Algorithmic benchmarks

This is the broadest category, but also the easiest one to compare various
languages in, hence websites like computer language shootout or
attractive chaos include mostly those. This is not really a bad thing
- it's just plain impossible to implement the equivalent, say, web server in
various languages, so we stick with simple, yet necessary things. Those
benchmarks tend to put a very high pressure on numerical operations.

This is also the area where traditionally Python did not perform well
and Python programmers tended to say that you should not benchmark Python
implementations on numerics since this is not how you use Python. This is
also an area where PyPy really shines compared to CPython, often featuring
10-100x speedups and where PyPy sometimes gets to speeds of C.

From my own perspective, I disagree it should not be considered - Python
is not traditionally used in
this area (because of poor performance), but maybe it's time to move on
and start using it? The real-time video processing demo at Europython (sorry
no link yet) is one example where Python can be used where it was not feasible
before. However, this is not the only area where people should be concentrating
their efforts.

This is also the only area where PyPy can be compared
against V8 and indeed it is usually slower (but it's also usually
not slower than tracemonkey). [citation needed ;-)]

Everything else

This is the category of everything else. It can be anything - template
engines, network libraries, django, our own translation toolchain -
seriously anything. There is a very common historical misconception here -
if CPython runs fibonacci 60x slower than C, rewriting for example twisted in C
would lead to 60x speedups. Going further, since PyPy speeds up twisted
by at most 2x, there is 30x to go.

It sounds simple, but it's probably very untrue. There are operations that
in C take absolutely the same time than in Python, like dictionary lookups,
or even less, because you're very likely not going to come with a more
efficient dict implementation than CPython or PyPy.

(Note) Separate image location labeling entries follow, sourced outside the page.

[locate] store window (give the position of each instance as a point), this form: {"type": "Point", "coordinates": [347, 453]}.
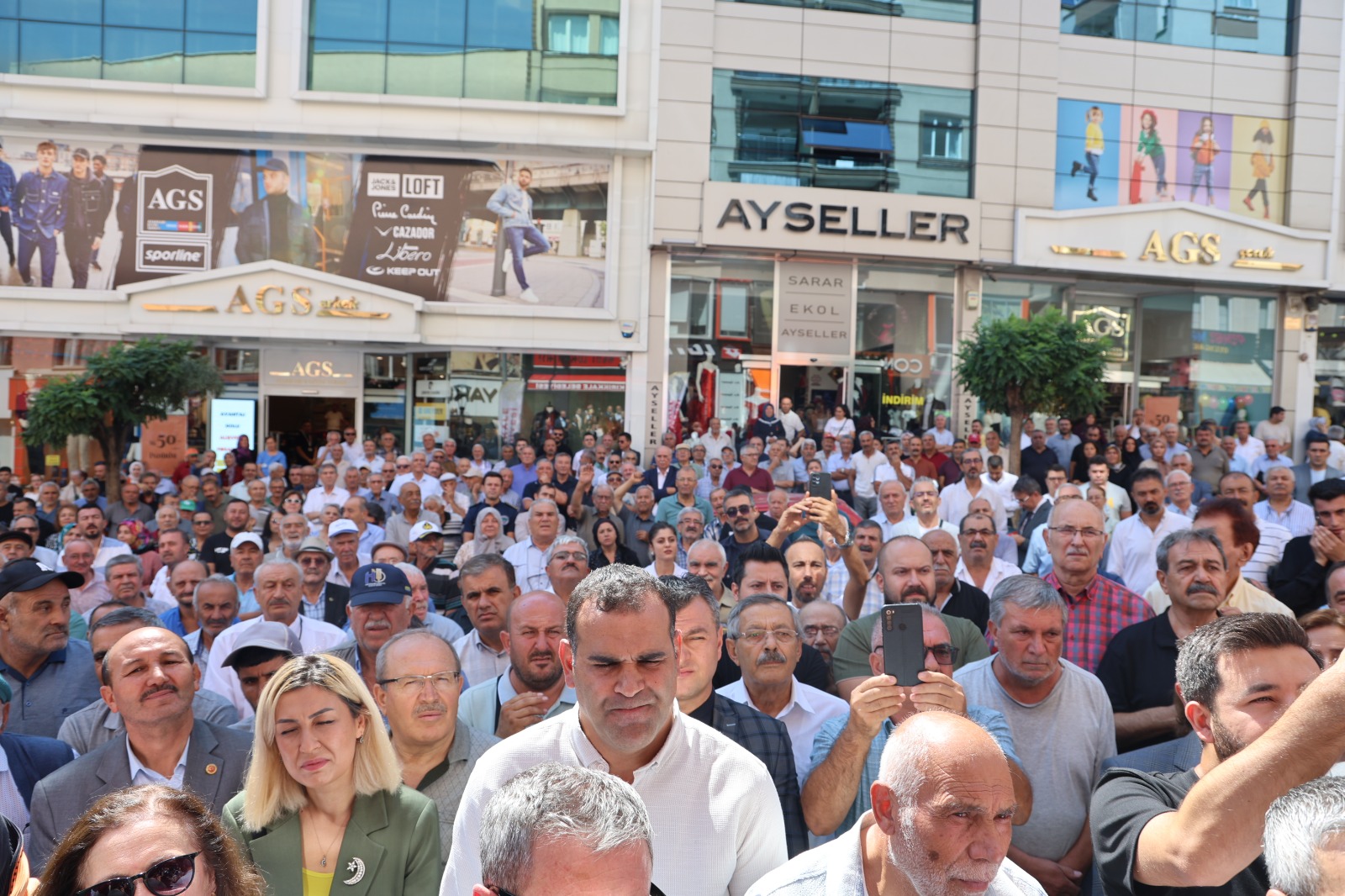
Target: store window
{"type": "Point", "coordinates": [840, 132]}
{"type": "Point", "coordinates": [939, 10]}
{"type": "Point", "coordinates": [903, 351]}
{"type": "Point", "coordinates": [1248, 26]}
{"type": "Point", "coordinates": [513, 50]}
{"type": "Point", "coordinates": [193, 42]}
{"type": "Point", "coordinates": [1216, 353]}
{"type": "Point", "coordinates": [720, 316]}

In this area using PyPy is usually a win, but nowhere near close to what
you get in algorithmic code. This is also the area where a bottleneck
can be anything or it might even not exist in a single place at all, hence
rewriting to C or shedskin or Cython might simply not be infeasible.

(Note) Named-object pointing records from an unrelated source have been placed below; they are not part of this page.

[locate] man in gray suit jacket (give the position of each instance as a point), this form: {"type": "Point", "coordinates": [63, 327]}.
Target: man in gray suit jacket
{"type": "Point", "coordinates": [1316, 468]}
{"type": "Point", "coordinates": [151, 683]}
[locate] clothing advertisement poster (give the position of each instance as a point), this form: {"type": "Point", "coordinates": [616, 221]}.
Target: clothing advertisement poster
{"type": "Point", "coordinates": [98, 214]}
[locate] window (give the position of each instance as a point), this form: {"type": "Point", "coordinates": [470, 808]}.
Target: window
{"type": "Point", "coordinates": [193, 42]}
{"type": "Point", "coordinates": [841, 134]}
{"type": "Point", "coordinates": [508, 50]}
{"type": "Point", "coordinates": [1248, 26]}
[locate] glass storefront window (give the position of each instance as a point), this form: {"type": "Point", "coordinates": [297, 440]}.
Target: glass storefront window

This is also why writing a fast interpreter in Python that speeds up everything
over CPython is hard - the bottleneck might be in string processing, regular
expressions, bz2 module, file reading, executing complex functions
with *args and **kwds, json importing or even deepcopy module. Every single
aspect of this should be fast enough or preferably even faster. This is simply
something that's in my opinion unprecedented - people don't only want a fast
language that's pretty rich on it's own - they also want a very vast and fast
standard library.

So, how fast PyPy really is?

The answer is - it depends. You should go and measure yourself and most
certainly you should come to us and complain if it's too slow. We love
slow benchmarks and we'll be happy to help you.